The commission investigating the attacks heard audiotapes of the hijackers as they committed their crimes.
The timeline of that day, carefully pieced together by the commission, shows a panicked and chaotic response to the hijackings, an improvised reflex, that had it been different, might have saved lives.
"And the FAA were unprepared for the type of attacks launched against the U.S. They struggled, never trained to meet, etc. In fact, the FAA did not notify military officials that American flight 11, which later crashed into the World Trade Center, had been hijacked," said Philip Zelikow of Norad.

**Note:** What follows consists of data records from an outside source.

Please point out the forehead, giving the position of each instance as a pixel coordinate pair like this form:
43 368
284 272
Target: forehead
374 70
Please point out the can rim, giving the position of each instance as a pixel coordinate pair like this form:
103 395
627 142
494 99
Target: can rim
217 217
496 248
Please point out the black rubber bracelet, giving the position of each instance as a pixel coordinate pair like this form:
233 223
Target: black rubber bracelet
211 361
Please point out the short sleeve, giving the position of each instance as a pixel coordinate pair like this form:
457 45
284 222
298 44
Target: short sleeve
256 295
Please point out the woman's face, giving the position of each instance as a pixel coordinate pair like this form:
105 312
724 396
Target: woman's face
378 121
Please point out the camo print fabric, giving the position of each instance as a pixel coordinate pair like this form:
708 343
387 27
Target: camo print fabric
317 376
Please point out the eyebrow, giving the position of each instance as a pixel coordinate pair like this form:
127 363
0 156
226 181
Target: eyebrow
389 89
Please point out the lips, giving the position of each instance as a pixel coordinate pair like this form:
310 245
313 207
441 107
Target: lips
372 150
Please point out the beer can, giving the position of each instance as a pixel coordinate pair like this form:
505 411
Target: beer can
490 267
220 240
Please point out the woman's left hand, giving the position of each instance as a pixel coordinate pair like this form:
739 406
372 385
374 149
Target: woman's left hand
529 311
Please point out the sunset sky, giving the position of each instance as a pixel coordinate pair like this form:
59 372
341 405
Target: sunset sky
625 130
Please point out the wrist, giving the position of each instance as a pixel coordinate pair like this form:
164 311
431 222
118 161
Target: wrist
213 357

Air traffic controllers only realized what was happening when they received a transmission from the plane.
"Nobody move. Everything will be okay. Just stay quiet," said hijacker Mohammad Atta.
Air Force fighters were eventually scrambled to deal with the developing threat, but military coordinators did not know in which direction to send the fighter jets, and it wasn't until after United Flight 175 hit the south tower that Norad air defenders were even aware of a second aircraft.
Further, American Flight 77, which would eventually crash into the Pentagon, traveled under the control of the hijackers for 36 minutes before impact.
Still, those testifying Thursday said there have been considerable improvements in the system.
"Because of the fixes, the remedies put in place, we would be able to shoot down all three, all four aircraft," said Gen. Eberhart.
President Bush, meanwhile, is disputing at least one of the commission's early findings. It rejects the commission's assertion that there was no link between Al Qaeda and Iraq.
"This administration never said that the 9/11 attacks were orchestrated between Saddam and Al Qaeda. We did say there were numerous contacts between Saddam Hussein and Al Qaeda," said the president.